In addition to bringing May Day which, as Deutsche Bank’s Jim Reid describes as “the day people danced around a maypole in funny outfits and generally partake in outdoor celebratory activities but if yesterday was anything to go by in London anyone going outside was likely to need to dance just to prevent frost bite“, the start of the new month marks a far more “historic” occasion: as we previewed three weeks ago, with the ticking over of the monthly calendar, this US economic expansion now becomes the outright second longest in history with data going back over 164 years and 34 business cycles.
According to Deutsche Bank’s calculations, at 107 months the current expansion just nudged ahead of the long 1960s expansion, and will beat the 1990s expansion for the title of longest expansion in history if it extends past July next year.
What is notable is that as discussed before, the last four expansions (since the early 1980s) have all been long ones and are all in the top 6 longest of all time.
Why have they been so long? According to Jim Reid it’s largely due to demographics and globalisation colliding.
The global labour force has naturally surged since 1980 with China deciding to integrate itself into the global economy at almost the same point. China thus dumped an additional billion of low paid labour on the world. This has helped structurally depress global wages for three and a half decades and meant that policy hasn’t needed to be tightened as early in the last four cycles as through most of history.

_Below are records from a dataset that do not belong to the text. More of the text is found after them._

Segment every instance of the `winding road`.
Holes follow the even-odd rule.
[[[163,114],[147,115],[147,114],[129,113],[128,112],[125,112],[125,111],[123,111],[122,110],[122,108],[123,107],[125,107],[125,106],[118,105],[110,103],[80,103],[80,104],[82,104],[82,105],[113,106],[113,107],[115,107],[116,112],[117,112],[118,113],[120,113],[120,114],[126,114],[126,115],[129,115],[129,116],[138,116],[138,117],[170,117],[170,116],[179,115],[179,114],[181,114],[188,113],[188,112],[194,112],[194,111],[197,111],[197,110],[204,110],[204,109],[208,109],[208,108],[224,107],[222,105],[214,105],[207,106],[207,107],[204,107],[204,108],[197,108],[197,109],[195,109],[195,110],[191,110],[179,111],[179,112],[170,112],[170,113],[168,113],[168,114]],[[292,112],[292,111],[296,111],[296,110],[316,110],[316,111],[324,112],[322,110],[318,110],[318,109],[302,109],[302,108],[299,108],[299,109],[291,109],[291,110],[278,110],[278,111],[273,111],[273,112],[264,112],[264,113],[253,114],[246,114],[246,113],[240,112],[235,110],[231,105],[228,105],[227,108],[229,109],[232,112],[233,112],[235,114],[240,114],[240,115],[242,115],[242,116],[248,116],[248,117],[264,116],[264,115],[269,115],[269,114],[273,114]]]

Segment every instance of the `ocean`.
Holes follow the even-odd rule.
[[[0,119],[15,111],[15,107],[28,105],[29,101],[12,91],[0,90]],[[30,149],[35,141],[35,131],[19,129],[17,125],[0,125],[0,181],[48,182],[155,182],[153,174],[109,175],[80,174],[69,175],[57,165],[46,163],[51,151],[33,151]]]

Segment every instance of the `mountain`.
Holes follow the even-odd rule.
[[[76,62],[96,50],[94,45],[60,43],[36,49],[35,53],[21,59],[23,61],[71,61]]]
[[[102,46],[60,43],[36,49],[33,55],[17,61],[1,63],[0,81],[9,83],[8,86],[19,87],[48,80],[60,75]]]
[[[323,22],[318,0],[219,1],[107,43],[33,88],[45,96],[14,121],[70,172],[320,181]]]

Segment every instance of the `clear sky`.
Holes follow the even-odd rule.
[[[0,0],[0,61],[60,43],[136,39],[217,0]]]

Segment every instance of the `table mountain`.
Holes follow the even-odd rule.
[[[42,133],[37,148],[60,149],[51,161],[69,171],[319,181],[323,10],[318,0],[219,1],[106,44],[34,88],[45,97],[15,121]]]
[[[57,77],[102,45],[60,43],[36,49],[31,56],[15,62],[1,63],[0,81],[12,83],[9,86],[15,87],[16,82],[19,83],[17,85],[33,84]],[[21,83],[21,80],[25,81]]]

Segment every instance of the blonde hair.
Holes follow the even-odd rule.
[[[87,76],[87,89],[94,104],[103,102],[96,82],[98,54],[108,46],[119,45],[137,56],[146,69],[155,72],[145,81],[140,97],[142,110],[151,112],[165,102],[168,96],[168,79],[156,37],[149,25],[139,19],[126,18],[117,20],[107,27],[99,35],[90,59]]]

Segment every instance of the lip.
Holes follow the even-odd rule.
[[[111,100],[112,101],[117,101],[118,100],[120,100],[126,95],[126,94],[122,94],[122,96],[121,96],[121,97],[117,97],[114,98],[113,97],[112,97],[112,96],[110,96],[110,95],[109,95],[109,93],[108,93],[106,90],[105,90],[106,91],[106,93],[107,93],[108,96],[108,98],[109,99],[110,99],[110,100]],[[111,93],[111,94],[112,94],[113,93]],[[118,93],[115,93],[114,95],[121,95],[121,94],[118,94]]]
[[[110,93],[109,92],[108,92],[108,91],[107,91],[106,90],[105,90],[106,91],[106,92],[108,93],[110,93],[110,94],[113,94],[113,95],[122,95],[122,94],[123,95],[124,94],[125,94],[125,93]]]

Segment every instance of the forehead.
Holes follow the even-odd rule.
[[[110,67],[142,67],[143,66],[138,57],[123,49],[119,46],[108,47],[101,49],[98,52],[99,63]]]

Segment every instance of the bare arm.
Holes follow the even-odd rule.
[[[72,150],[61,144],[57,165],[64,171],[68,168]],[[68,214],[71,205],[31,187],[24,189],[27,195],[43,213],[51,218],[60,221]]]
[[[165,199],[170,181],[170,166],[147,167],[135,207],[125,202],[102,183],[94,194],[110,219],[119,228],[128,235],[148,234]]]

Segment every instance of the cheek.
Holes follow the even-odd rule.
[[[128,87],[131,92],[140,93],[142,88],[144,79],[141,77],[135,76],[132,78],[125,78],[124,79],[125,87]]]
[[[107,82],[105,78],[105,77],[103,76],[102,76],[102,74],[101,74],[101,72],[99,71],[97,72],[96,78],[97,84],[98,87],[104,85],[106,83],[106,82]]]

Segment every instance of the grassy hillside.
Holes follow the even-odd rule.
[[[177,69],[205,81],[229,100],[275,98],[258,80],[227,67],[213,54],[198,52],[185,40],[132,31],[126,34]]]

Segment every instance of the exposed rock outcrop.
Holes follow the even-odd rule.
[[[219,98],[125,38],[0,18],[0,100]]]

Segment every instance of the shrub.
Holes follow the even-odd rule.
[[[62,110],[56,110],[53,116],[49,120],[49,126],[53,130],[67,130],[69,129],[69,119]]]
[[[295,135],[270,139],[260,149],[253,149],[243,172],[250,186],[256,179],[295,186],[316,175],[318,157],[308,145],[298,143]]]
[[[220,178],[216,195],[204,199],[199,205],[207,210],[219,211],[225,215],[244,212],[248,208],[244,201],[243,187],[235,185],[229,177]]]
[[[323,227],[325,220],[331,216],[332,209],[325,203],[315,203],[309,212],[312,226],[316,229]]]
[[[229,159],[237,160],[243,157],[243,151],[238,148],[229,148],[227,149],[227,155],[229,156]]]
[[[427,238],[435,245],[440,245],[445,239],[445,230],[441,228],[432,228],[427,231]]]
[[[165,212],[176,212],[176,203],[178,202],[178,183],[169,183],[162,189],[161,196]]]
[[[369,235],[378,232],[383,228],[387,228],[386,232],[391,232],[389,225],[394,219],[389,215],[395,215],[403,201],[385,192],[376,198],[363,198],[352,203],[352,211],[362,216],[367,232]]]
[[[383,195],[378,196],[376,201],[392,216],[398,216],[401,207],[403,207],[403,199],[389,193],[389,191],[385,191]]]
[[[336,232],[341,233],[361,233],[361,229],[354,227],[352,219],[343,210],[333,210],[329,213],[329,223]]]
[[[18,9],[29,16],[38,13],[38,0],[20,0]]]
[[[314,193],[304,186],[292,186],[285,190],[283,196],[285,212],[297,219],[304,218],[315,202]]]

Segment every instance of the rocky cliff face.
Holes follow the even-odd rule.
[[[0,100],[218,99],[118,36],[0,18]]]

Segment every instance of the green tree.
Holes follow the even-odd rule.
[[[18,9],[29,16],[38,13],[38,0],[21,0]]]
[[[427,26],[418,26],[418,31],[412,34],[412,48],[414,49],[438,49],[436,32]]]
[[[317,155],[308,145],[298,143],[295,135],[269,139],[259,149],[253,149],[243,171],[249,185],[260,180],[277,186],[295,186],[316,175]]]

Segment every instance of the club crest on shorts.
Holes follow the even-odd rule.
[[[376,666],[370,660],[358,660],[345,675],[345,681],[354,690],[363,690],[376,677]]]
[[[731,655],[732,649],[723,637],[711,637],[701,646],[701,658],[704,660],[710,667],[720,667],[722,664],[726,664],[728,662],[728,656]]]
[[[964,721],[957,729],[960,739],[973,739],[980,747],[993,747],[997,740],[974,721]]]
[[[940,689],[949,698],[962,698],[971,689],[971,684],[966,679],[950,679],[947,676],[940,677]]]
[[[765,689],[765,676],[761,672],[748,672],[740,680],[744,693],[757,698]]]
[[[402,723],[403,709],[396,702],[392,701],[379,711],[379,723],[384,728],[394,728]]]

While these factors have helped prolong these business cycles, the risk is that we’re just past peak global labor now and therefore subsequent cycles will see wage pressures, rising yields and generally rising market instability.
Or maybe not: as we also showed last month, according to the latest CBO budget forecast, the US is now expected to not have a recession any time until Dec. 31, 2028, which would imply that the CBO expects the current expansion to last no less than 234 months (since June 30, 2009), which would make it nearly 20 years long…
… and double the longest period without economic contraction in history. Good luck.